The Razor Ledge

Author’s Note:  This post discusses sexual assault in a general way.  It also explores internalized misogyny, heteronormativity, sexist beliefs, and cultural beauty norms.  It is written as a personal narrative and reflects the beliefs and thoughts of an individual woman who is not always the most enlightened person.

I told my therapist that when I was a young adult, I shaved my bikini line and always wore clean, unstained underwear when I went out, just in case I was raped.

“Is that weird?” I asked, hoping to be reassured.

“That’s a little weird,” she said.

I want to call her up to explain myself further (But alas, there are boundaries.  I’ll see her next week).  Please don’t judge me, I’d say.  It’s not that I want to be attractive for rapists, and it’s not that I think rape has anything to do with attraction.  It’s just that in addition to my perfectly normal fear of being sexually violated, I am afraid of the compounding indignity of being judged inadequate.
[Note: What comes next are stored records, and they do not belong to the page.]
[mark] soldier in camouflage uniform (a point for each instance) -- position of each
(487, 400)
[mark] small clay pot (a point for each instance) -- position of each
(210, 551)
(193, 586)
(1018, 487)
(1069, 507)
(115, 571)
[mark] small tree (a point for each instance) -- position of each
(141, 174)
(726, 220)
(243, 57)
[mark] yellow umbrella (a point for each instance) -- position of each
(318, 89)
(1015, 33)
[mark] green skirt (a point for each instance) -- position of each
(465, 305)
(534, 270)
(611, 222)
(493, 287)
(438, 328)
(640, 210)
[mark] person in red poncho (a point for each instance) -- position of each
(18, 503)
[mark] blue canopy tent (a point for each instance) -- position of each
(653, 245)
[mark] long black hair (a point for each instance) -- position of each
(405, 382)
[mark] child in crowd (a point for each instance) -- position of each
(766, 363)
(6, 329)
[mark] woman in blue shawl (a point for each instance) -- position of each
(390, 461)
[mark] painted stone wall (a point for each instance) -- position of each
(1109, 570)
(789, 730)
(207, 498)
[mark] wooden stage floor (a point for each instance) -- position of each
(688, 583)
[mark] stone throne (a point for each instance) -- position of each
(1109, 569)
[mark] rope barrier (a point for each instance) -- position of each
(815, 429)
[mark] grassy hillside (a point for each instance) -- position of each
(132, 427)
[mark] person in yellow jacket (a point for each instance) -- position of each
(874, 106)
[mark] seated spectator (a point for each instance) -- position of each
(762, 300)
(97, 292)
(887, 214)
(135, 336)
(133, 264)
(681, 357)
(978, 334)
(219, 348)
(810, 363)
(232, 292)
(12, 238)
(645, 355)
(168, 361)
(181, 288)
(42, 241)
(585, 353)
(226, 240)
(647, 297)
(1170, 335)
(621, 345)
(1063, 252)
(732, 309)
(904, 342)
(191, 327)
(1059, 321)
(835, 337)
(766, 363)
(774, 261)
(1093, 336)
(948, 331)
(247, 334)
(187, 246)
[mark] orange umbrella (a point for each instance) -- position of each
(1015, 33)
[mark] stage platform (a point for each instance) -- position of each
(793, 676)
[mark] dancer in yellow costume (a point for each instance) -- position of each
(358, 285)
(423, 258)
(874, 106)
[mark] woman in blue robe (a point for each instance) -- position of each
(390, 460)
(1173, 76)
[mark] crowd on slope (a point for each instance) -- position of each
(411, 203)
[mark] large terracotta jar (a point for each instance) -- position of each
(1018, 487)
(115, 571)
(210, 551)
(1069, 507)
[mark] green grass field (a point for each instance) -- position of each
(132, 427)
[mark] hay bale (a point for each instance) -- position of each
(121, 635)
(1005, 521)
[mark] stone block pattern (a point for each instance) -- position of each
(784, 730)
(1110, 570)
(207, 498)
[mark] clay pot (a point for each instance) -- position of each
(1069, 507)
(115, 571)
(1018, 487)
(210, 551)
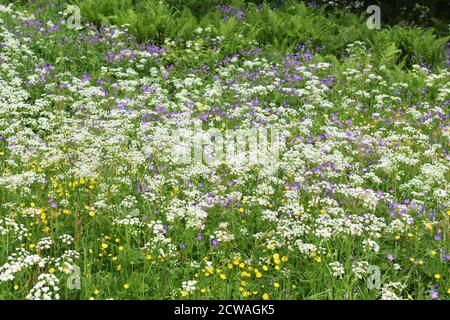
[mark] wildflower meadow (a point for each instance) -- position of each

In her novel A Grown-Up Kind of Pretty, author Joshilyn Jackson places one of the main characters, a fifteen year old girl named Mosey, in a scene straight from my nightmares.  During an attempted rape, the would-be rapist laughs at and criticizes the size of Mosey’s breasts. Crying and weeping after having escaped, she expresses her outrage:  “Like, seriously, he gets to complain?”  I understand her fury.

I’m an asexual woman in my late thirties, and I didn’t know I was asexual until this year.  By that, I mean I didn’t know there was a word for it.  I did know (and tried to deny) that I wasn’t attracted to anyone, ever, and that I couldn’t relate to crushes or falling in love or being hot for someone. I knew that the idea of sex and all sexual acts both repulsed and terrified me.   Because I didn’t know this was a valid way to be, I didn’t know that I could choose to not reciprocate when someone expressed sexual interest in me.  I didn’t know that I could say no to a man, that NO was a valid choice and option, or that I had a right for my NO to be respected (I should add here that this is where my internalized heteronormativity gets all tangled up with my internalized misogyny and dances with my trauma history).

From my teen years until the time that I identified as asexual, I was trapped between two conflicting needs. Because I didn’t know I was asexual (and feared that I was fundamentally broken in some shameful way), I had to pretend to be sexual. Yet because of my asexuality and sex repulsion, I also needed to avoid sex—somehow, some way. To complicate things further, I had to avoid sex without directly refusing it, because I didn’t know that I had the right to say no to sex, and also didn’t really believe “no” would even work.  You can see that I was in quite a bind.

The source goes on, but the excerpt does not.